Когда деньги заканчивались, работал несколько дней рабочим, пока не зарабатывал необходимое. Работы для меня всегда хватало. Я просто продолжал двигаться из одного города в другой, без цели. Мир был большим и полным странных вещей и необычных людей. Однажды я позвонил Мидори, потому что мне нужно было услышать ее голос.

— Учеба давно началась, знаешь ли, — сказала она. — Некоторые курсы уже требуют работы. Что ты собираешься делать? Ты понимаешь, что не выходил на связь целых три недели? Где ты? Что ты делаешь?

— Прости, но я не могу вернуться в Токио сейчас. Еще не могу.

— И это все, что ты можешь мне сказать?

— На данный момент больше нечего сказать. Может быть, в октябре...

Мидори положила трубку без единого слова.

Я продолжал свои путешествия. Время от времени я останавливался в дешевом общежитии, принимал ванну и брился. То, что я видел в зеркале, выглядело ужасно. Солнце высушило мою кожу, глаза запали, а на скулах были странные пятна и порезы. Я выглядел так, как будто только что вылез из пещеры, но это был я. Это был я.

К тому времени я двигался вдоль побережья, как можно дальше от Токио — может быть, в Тоттори или на скрытую сторону Хёго. Гулять по побережью было легко. Я всегда мог найти удобное место для сна на песке. Разжигал костер из плавника и жарил сушеную рыбу, купленную у местного рыбака. Потом я пил виски и слушал волны, думая о Наоко. Было слишком странно думать, что она умерла и больше не является частью этого мира. Я не мог осознать правду. Не мог поверить в это. Я слышал, как в крышку ее гроба вбивали гвозди, но все равно не мог смириться с тем, что она вернулась в ничто.
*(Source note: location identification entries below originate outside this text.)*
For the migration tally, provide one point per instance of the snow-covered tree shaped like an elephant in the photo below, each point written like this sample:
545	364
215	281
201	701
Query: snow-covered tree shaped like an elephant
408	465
Нет, ее образ был все еще слишком ярок в моей памяти. Я все еще мог видеть, как она заключала мой член в свои уста, как ее волосы падали на мой живот. Все еще чувствовал ее тепло, ее дыхание на себе, и тот беспомощный момент, когда я мог только кончить. Я мог вызвать все это в памяти так ясно, как будто это произошло всего пять минут назад, и был уверен, что Наоко все еще рядом со мной, что я мог просто протянуть руку и коснуться ее. Но нет, ее там не было; ее плоть больше не существовала в этом мире.

Ночами, когда я не мог уснуть, образы Наоко возвращались ко мне. Я не мог их остановить. Слишком много воспоминаний о ней было внутри меня, и как только одно из них находило малейшую лазейку, остальные вырывались наружу нескончаемым потоком, неостановимым наводнением: Наоко в ее желтом дождевике, убирающая вольер и несущая мешок с кормом в то дождливое утро; развалившийся торт на день рождения и ощущение слез Наоко, проникающих сквозь мою рубашку (да, тогда тоже шел дождь); Наоко, идущая рядом со мной зимой в своем верблюжьем пальто; Наоко, касающаяся заколки, которую всегда носила; Наоко, смотрящая на меня своими невероятно ясными глазами; Наоко, сидящая на диване, с ногами, поджатыми под ее синее ночное платье, подбородок на коленях.

Воспоминания обрушивались на меня, как волны прилива, унося мое тело в какое-то странное новое место — место, где я жил с мертвыми. Там жила Наоко, и я мог говорить с ней и держать ее в своих объятиях. Смерть в том месте не была решающим элементом, который завершал жизнь. Там смерть была лишь одним из многих элементов, составляющих жизнь. Там Наоко жила со смертью внутри нее. И мне она говорила: «Не волнуйся, это всего лишь смерть. Не позволяй ей беспокоить тебя».